Depuis son arrivée à Bay Area en 1989, Azeem a parcouru des déserts, affronté les plus grands -sous le nom d’Invisible Man, aux côtés d’ATCQ- et fait ses premières armes en tant que lyriciste au sein de Spearhead, qui l’embarqua en tournée suite à sa participation au second album du groupe. Récemment aperçu sur l’album de Kubiq ainsi que sur la compilation Stray from the pack qui recensait quelques talents du label Stray (Sly Doc, FIII), le gamin natif de la côte Est balançait en novembre dernier un premier opus de hip-hop fin et méticuleux produit par Fanatik pour son label Heratik (Garage opera).
Sous-tendu par cette idée subtile qui planait sur les productions du collectif Telefunken, Craft classic ne fait pas exception à la règle sacrée du « Give wings to english ». Autant par l’ampleur de son flow parfaitement articulé que par la pertinence de ses paroles imbibées d’une critique sociale acerbe mais qui ne laisse jamais l’humour de côté, Azeem se classe avec cet album parmi les grands de sa catégorie. Et s’il s’embarque parfois dans quelques phases ultra-complexes qui démontrent largement sa virtuosité, il sait réserver à l’auditeur des passages bien plus intelligibles, des syllabes épluchées dans le souci d’en imprégner le monde, et au travers desquelles perle le message : « Peace, unity and consciousness ».

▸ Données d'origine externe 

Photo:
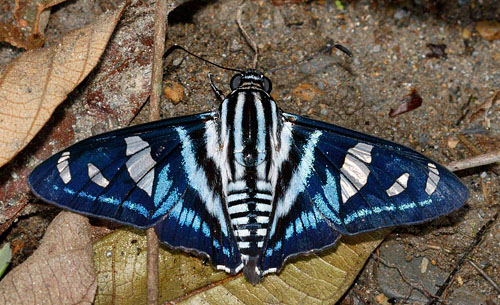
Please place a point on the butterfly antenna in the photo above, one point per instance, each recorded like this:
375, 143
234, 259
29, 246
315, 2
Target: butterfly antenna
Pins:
329, 46
178, 47
247, 36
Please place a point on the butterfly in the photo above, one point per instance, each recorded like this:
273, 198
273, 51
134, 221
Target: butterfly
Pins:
248, 185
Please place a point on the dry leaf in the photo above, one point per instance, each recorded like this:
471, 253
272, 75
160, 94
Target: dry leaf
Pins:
34, 84
60, 271
306, 92
121, 270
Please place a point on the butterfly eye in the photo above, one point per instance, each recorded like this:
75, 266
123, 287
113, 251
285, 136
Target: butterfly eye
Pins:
235, 81
268, 86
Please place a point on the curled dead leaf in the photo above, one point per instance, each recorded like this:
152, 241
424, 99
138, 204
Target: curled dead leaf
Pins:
27, 24
36, 82
61, 269
120, 260
408, 103
306, 92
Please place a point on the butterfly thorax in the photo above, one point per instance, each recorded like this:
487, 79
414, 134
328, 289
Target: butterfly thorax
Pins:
249, 123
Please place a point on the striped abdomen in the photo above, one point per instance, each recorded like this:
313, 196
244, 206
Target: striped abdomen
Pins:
249, 209
249, 122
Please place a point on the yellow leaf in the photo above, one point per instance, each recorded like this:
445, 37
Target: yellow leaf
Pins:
120, 260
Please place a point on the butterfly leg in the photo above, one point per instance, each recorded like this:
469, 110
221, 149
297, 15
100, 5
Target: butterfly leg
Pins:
217, 92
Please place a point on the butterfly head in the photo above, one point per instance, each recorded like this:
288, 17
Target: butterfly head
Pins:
251, 79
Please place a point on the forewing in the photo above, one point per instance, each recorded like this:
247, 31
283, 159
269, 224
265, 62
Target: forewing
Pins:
362, 183
337, 181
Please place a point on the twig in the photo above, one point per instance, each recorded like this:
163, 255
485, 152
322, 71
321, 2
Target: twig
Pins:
154, 114
477, 240
247, 36
412, 284
486, 276
481, 160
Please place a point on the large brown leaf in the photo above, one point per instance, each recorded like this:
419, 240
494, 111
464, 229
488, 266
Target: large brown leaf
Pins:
60, 271
26, 22
34, 84
120, 260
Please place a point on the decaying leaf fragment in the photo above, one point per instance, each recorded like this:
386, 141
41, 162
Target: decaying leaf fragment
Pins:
28, 20
120, 260
60, 271
36, 82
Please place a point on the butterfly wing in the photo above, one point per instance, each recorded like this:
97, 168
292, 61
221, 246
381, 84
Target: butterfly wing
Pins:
147, 175
353, 183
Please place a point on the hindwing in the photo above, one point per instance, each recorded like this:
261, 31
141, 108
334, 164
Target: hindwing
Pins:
154, 174
338, 181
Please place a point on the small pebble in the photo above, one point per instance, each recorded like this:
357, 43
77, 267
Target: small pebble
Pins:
488, 29
174, 92
306, 92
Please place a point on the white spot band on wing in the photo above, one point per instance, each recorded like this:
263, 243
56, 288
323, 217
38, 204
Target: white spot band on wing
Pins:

Imbibé de conscience noire (Imma RMX) et de philosophie Moorish (il lâche en plein milieu de l’album un psaume en l’honneur de Drew Ali), Azeem tourne en dérision sa société, épingle le spectacle ambiant et ses acteurs, au premier rang desquels trône le président des Etats-Unis. Fort d’un flow guilleret emprunté pour l’occasion, il parodie sur George Bush is a gangsta une ancienne émission TV en forme de tribune propagandiste. Arborant un large sourire, il y narre froidement les techniques de persuasion dont le président use (et abuse) : « For the price o’ a cup of coffee, you can send CIA and other clans/…/into underdeveloped nations for experimentations on chemical and biological warfare/…/for political assassinations, and for the most important of all : population control ». Conclusion : G. Bush is a gangsta, scandé par ses compères sur un instru enchanteur. Parsemant ses titres de l’incontournable « No justice no peace », Azeem milite pour une economical consciousness sur Organic food revolutionnaries, et ne manque pas de mettre la forme quand il aborde des sujets sérieux : pas de refrain ni de phases chantantes sur Imma RMX, qui aborde la question noire. On retiendra également Palm wine two, un titre bondissant sur lequel Azeem évoque l’amour en s’affranchissant de la misogynie de rigueur, soutenu par un joyeux clavecin un rien trafiqué.
Regroupant la crème de la crème des producteurs du coin (Fanatik, Architect, DJ Design, DJ Spin, Zeph), Craft classic dresse un solide état des lieux de la variété des productions de Bay Area. Ouvert par Protest sur un beat en forme de rouleau compresseur bombardé de pointes cuivrées, l’album mêle habilement des productions carrées aux basses électroniques (No lexus, Static truth) et des titres plus funky (Palm wine two, Good), laissant Azeem et ses compères -rien moins que Sayyid & Priest d’Anti Pop Consortium, Holocost, Junction et Eye-Q- naviguer par-dessus, avec l’aisance qui les caractérise. Craft classic est un classique, assurément, un résumé de la conscience hip-hop en même temps qu’une composition homogène qui parvient à varier ses sonorités (cuivres, orgues, pianos, clavecin), sans échapper à la frénésie de turntablism qui agite ce coin de la planète.